After all these needs have been documented, it also allocated a medical power of attorney, one’s desired comfort level, a living will and a section that explains emotional and personal preferences towards and after death. Even though nurses are required to oversee the delivery of end of life wishes as requested by the patient, the nurses must be able to initiate the difficult discussion with their patients (Hebert et al., 2011). This will ensure an understating of the disease, as this will foster recommendations for care in tandem with the patient’s values.

Conclusion

End of life concerns impose an ethical challenge to clinical caregivers. Granting a patient’s request to accord them a dignified death implies keen consideration of ethical principles of autonomy, maleficence, beneficence, truthfulness, justice, and fairness. However, this may at times become a challenge in case the patients relative are opposed to the decision or when the decision hinders the medical practitioner from fulfilling their professional obligations. Therefore, nurses and medical practitioners must advise their patients on the need for an advance directive to solving such ethical dilemmas.

References

Center for Bioethics, University of Minnesota. (2005). End of life care: an ethical overview. Web.

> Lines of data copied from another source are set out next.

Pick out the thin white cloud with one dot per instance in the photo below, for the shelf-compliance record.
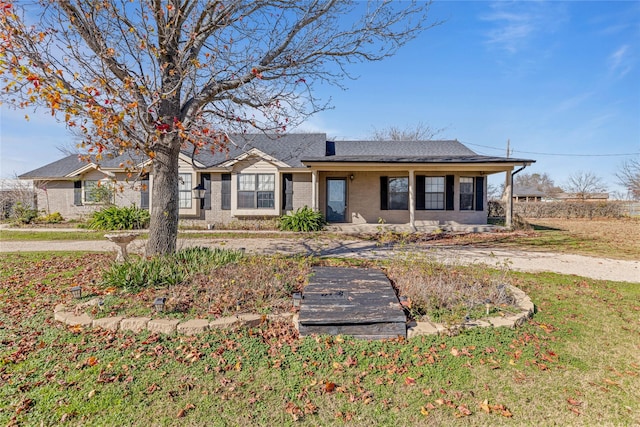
(619, 61)
(572, 102)
(516, 24)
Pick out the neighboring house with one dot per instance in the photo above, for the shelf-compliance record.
(13, 192)
(258, 176)
(582, 197)
(527, 194)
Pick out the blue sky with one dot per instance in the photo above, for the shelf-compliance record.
(560, 80)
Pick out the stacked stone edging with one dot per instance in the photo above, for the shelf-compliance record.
(198, 326)
(522, 301)
(159, 325)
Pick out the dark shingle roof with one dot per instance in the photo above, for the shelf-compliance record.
(297, 149)
(402, 148)
(57, 169)
(67, 165)
(289, 148)
(445, 151)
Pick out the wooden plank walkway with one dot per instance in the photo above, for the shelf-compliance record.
(351, 301)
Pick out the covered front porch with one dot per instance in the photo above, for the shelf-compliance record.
(404, 197)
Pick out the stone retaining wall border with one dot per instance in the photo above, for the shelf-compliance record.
(198, 326)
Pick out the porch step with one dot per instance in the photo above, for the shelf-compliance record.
(351, 301)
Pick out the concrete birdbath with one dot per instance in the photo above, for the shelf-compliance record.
(122, 240)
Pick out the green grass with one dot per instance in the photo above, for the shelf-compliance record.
(575, 363)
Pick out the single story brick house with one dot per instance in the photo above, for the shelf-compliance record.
(261, 176)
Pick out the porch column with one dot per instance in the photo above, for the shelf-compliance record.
(314, 190)
(508, 205)
(412, 199)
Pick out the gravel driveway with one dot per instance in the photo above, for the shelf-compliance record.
(579, 265)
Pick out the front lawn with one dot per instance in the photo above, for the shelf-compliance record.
(575, 363)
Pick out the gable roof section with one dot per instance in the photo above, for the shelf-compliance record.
(72, 166)
(288, 149)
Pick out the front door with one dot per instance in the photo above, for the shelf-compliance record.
(336, 199)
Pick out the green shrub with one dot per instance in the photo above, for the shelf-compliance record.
(303, 219)
(167, 270)
(116, 218)
(54, 218)
(24, 214)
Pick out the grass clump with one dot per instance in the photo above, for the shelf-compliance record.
(449, 294)
(116, 218)
(168, 270)
(303, 219)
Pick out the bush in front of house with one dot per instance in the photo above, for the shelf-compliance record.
(116, 218)
(303, 219)
(24, 214)
(168, 270)
(52, 218)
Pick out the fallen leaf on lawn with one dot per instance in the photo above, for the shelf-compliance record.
(610, 382)
(573, 401)
(24, 406)
(182, 412)
(463, 411)
(575, 410)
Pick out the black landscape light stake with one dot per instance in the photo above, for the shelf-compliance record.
(76, 292)
(158, 304)
(297, 299)
(198, 191)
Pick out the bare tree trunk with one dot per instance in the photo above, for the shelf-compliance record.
(163, 229)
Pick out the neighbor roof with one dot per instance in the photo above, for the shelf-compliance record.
(527, 191)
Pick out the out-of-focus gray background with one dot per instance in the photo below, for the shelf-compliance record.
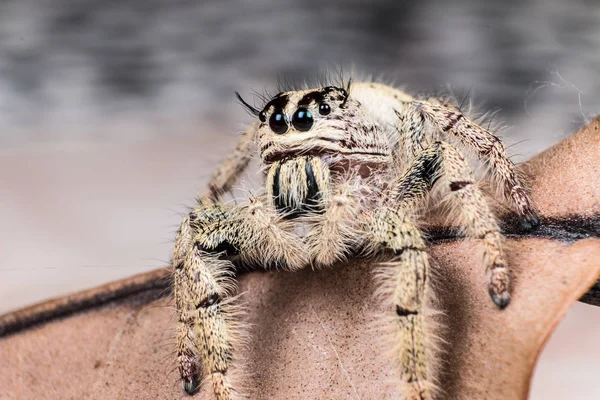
(113, 113)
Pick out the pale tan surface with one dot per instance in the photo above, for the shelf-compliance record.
(312, 333)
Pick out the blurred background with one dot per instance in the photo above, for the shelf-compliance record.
(113, 114)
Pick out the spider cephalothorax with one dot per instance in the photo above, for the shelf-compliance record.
(352, 165)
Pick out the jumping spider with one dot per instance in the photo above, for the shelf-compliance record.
(351, 165)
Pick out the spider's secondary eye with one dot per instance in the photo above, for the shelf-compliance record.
(277, 122)
(302, 119)
(324, 109)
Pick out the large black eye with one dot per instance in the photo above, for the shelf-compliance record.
(302, 120)
(277, 122)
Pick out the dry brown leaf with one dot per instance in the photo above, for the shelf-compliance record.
(312, 334)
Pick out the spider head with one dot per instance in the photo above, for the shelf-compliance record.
(325, 122)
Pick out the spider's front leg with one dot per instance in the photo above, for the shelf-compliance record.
(404, 284)
(443, 164)
(204, 284)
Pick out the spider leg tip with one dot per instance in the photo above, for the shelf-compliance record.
(502, 300)
(191, 386)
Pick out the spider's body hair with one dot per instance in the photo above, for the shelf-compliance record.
(352, 166)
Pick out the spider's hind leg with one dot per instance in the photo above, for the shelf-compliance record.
(404, 283)
(449, 120)
(443, 162)
(204, 286)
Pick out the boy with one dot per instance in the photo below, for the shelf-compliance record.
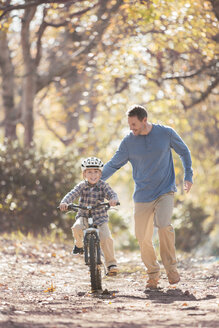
(92, 191)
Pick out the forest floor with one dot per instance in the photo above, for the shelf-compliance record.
(43, 286)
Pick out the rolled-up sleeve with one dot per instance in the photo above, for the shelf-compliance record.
(182, 150)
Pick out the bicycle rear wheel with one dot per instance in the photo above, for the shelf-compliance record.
(95, 268)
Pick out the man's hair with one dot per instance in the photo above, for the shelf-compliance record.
(137, 110)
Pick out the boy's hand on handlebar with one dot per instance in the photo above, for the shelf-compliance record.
(63, 206)
(113, 202)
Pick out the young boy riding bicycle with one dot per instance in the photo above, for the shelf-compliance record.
(91, 191)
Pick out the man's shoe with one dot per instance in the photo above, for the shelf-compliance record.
(173, 277)
(152, 283)
(76, 250)
(112, 270)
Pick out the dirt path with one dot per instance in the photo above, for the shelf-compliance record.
(42, 285)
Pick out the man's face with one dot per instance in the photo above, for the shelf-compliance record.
(136, 126)
(92, 175)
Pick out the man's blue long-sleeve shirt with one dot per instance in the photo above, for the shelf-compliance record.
(152, 163)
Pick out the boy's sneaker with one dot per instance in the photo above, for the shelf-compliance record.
(152, 283)
(112, 270)
(173, 277)
(76, 250)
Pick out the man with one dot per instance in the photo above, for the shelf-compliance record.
(148, 148)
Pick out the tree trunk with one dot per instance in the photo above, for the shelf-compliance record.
(7, 88)
(29, 86)
(29, 79)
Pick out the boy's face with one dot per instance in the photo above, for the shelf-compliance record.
(92, 175)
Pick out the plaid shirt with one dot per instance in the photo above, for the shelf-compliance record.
(91, 195)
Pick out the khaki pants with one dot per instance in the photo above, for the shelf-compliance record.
(106, 241)
(158, 213)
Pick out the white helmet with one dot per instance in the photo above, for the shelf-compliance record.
(92, 163)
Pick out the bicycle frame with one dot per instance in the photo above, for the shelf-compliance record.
(92, 250)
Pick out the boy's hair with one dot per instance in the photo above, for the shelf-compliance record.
(137, 110)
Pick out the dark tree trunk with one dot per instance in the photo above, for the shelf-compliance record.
(7, 89)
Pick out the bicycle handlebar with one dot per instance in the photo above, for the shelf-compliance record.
(76, 207)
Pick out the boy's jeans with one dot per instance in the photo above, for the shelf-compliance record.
(106, 241)
(158, 213)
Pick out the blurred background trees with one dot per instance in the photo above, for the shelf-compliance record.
(69, 71)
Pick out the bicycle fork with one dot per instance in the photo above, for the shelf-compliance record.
(94, 233)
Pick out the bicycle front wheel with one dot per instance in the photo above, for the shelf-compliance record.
(95, 268)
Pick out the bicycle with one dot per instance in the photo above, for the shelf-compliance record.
(92, 250)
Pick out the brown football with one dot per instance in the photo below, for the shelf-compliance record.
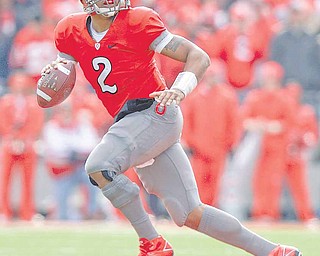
(55, 87)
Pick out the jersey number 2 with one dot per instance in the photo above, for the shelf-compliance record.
(104, 65)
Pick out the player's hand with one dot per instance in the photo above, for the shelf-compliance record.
(53, 65)
(166, 97)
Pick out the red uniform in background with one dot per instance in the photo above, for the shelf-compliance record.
(210, 131)
(20, 126)
(302, 135)
(269, 111)
(241, 43)
(32, 48)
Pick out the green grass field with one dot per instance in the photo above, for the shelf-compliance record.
(105, 239)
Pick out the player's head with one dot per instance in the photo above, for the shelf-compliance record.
(107, 8)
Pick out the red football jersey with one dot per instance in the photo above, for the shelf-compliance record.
(121, 66)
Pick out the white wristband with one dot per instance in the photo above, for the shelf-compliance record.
(185, 81)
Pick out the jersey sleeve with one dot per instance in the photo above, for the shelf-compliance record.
(64, 41)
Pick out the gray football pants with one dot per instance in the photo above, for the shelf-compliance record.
(140, 137)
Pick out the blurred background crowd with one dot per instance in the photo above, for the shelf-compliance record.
(251, 126)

Childress, J. F., & Beauchamp, T. L. (2001). Principles of biomedical ethics. Oxford, UK: Oxford University Press.

Hebert, K., Moore, H., & Rooney, J. (2011). The nurse advocate in end-of-life care. The Ochsner Journal, 11(4), 325–329.

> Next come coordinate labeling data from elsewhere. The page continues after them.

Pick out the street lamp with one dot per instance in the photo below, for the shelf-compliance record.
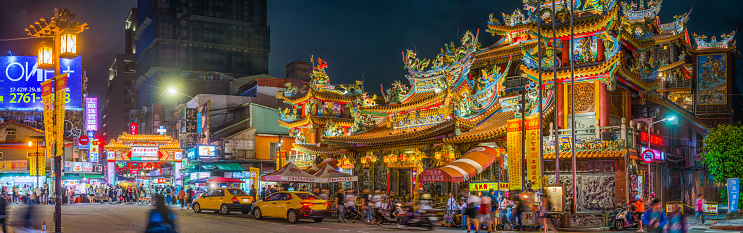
(671, 118)
(63, 30)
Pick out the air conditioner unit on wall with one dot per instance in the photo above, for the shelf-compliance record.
(689, 156)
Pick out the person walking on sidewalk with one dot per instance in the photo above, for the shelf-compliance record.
(654, 218)
(339, 198)
(699, 209)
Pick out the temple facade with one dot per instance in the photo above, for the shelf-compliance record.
(629, 70)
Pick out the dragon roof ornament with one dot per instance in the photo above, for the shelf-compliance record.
(677, 26)
(638, 13)
(726, 41)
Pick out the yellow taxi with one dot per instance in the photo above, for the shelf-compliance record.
(223, 200)
(291, 205)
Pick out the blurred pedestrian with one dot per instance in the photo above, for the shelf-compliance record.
(472, 202)
(654, 218)
(699, 209)
(484, 211)
(3, 214)
(161, 219)
(544, 214)
(182, 197)
(676, 222)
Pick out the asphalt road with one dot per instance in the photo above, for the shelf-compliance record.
(132, 218)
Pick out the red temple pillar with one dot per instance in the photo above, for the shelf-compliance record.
(600, 47)
(560, 95)
(565, 52)
(603, 105)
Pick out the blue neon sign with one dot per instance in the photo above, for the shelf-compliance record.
(20, 82)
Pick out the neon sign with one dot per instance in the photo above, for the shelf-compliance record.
(91, 113)
(20, 82)
(654, 139)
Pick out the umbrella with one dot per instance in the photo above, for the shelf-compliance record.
(291, 173)
(331, 175)
(224, 180)
(196, 181)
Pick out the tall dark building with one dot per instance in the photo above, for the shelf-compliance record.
(120, 96)
(184, 43)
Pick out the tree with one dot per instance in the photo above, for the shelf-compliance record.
(723, 152)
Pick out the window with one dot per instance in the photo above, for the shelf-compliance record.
(237, 192)
(285, 196)
(675, 179)
(274, 197)
(701, 179)
(219, 193)
(307, 196)
(711, 179)
(274, 149)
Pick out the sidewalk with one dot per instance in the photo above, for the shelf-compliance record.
(730, 225)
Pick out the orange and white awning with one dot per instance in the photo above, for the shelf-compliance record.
(470, 164)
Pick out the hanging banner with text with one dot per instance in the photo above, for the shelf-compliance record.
(32, 159)
(533, 165)
(514, 150)
(47, 97)
(59, 102)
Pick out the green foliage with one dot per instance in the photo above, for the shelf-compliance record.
(723, 152)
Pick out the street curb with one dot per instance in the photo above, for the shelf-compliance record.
(594, 229)
(728, 228)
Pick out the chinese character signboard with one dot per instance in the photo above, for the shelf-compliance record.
(156, 115)
(133, 128)
(190, 114)
(514, 150)
(91, 113)
(47, 96)
(733, 193)
(59, 102)
(144, 152)
(33, 168)
(533, 163)
(191, 127)
(22, 82)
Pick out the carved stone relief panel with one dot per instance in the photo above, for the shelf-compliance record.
(583, 98)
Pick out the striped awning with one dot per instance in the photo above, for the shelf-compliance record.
(470, 164)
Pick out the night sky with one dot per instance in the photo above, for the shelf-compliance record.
(361, 40)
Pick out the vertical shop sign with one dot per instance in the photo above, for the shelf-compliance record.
(59, 107)
(514, 147)
(733, 194)
(47, 97)
(255, 174)
(533, 165)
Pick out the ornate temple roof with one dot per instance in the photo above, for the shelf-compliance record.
(312, 119)
(322, 150)
(381, 135)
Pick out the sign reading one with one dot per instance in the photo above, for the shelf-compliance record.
(648, 156)
(21, 82)
(133, 128)
(654, 139)
(206, 151)
(84, 139)
(733, 193)
(91, 113)
(144, 152)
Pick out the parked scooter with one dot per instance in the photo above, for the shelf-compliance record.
(624, 219)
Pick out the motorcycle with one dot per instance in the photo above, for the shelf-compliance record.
(423, 219)
(389, 215)
(621, 220)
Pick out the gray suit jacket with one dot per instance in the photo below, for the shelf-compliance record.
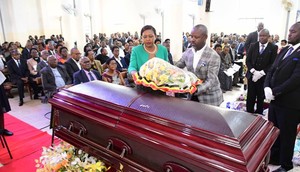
(48, 79)
(209, 92)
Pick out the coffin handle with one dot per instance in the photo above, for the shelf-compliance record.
(75, 126)
(119, 145)
(174, 167)
(109, 145)
(123, 153)
(70, 126)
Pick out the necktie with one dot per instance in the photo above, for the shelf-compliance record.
(91, 77)
(262, 49)
(289, 52)
(19, 64)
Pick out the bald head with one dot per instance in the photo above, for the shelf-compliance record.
(199, 36)
(75, 53)
(294, 34)
(260, 26)
(264, 35)
(52, 61)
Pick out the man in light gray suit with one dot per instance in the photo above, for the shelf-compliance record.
(204, 62)
(54, 77)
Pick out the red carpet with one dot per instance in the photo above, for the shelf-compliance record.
(25, 146)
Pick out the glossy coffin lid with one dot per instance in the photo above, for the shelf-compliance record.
(201, 137)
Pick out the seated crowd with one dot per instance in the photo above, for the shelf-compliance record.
(46, 66)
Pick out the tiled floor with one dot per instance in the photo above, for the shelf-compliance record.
(37, 114)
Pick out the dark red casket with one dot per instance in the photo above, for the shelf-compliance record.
(146, 132)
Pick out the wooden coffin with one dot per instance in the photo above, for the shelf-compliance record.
(148, 132)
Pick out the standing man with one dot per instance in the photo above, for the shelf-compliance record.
(18, 71)
(204, 62)
(260, 58)
(72, 64)
(54, 77)
(4, 107)
(282, 86)
(253, 36)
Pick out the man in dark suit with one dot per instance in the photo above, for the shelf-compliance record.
(121, 63)
(282, 86)
(54, 77)
(72, 64)
(86, 74)
(4, 107)
(260, 58)
(253, 36)
(102, 56)
(26, 50)
(43, 63)
(18, 71)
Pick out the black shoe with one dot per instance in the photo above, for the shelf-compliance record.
(280, 169)
(7, 133)
(235, 85)
(273, 162)
(21, 103)
(10, 96)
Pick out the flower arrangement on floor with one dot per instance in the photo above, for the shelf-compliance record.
(65, 157)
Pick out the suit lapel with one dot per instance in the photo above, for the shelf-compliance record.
(203, 59)
(283, 62)
(85, 77)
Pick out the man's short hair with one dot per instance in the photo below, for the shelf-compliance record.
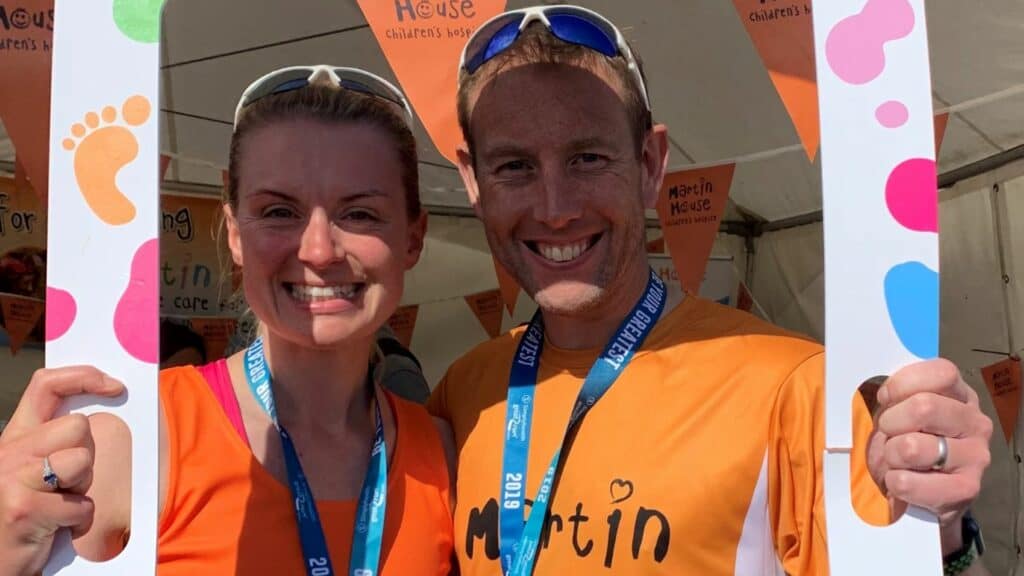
(537, 45)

Mohanti, B. K. (2009). Ethics in palliative care. Indian Journal of Palliative Care, 15(2), 89.

Niemira, D., & Townsend, T. (2009). End-of-life decision-making. In Handbook for Rural Health care ethics: a practical guide for professionals. Hanover, NH: Dartmouth College.

Woo, J. A., Maytal, G., & Stern, T. A. (2006). Clinical challenges to the delivery of end-of-life care. Primary Care Companion to the Journal of Clinical Psychiatry, 8(6), 367–372.